Um interesse intenso pela vida política só faz sentido para a generalidade das pessoas quando o conforto da sua vida privada está em risco, ou quando têm a esperança de que uma mudança política terá resultados importantes para a qualidade da sua vida privada. A partir do momento em que o barco está no bom caminho, digamos assim, as pessoas desinteressam-se. E penso que se não fosse a retórica da cidadania a generalidade das pessoas assumiria o seu interesse meramente instrumental na política. A questão é: o que há de errado nessa atitude? Usando a metáfora da República de Platão, defender a democracia é defender que toda a gente num navio deve ir dar dicas ao capitão sobre a maneira de manobrar o navio. Platão argumentava que isto é uma tolice porque a generalidade das pessoas não sabe manobrar navios. O pensamento democrático fica horrorizado com isto e insiste na rotatividade política e na participação aristotélica de todos nas manobras, ainda que indirectamente, através do voto e da imprensa livre. Mas aparentemente Platão conhecia melhor a natureza humana; não se trata de impedir toda a gente de mandar bocas sobre as manobras do navio. Trata-se, ao invés, de a generalidade das pessoas não estar interessada nisso — desde que o capitão demonstre a sua competência.
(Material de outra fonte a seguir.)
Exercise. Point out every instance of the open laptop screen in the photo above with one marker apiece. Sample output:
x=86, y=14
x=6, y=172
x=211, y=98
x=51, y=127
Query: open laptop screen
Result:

Chegámos então ao fim da política? Teremos então no futuro não o conhecido jogo político mas apenas gestores competentes, como em Singapura? Talvez. Porque talvez seja isso que as pessoas realmente querem.

Vale a pena uma última palavra. Quando se pensa em restrições severas à democracia e à liberdade, pensa-se em presos políticos, perseguições, mortes, violência de estado. E isso ninguém quer. Mas não é disso que se trata agora. As novas restrições à liberdade e à democracia não estão ao serviço da tirania brutal e assassina; estão apenas ao serviço da estabilidade e da segurança que permitem a riqueza. As pessoas podem criticar o governo se quiserem, mas não fazer disso um desporto nacional — e se tiverem críticas realmente boas, acabam por ser chamadas pelo governo para as aplicar.

Será este o futuro político da humanidade? Não o modelo da democracia de gritaria, mas um modelo que não se reja por maiorias, nem eleições, nem partidos de oposição, nem gritarias ofensivas nos jornais, mas por competências de gestão económica arduamente demonstradas?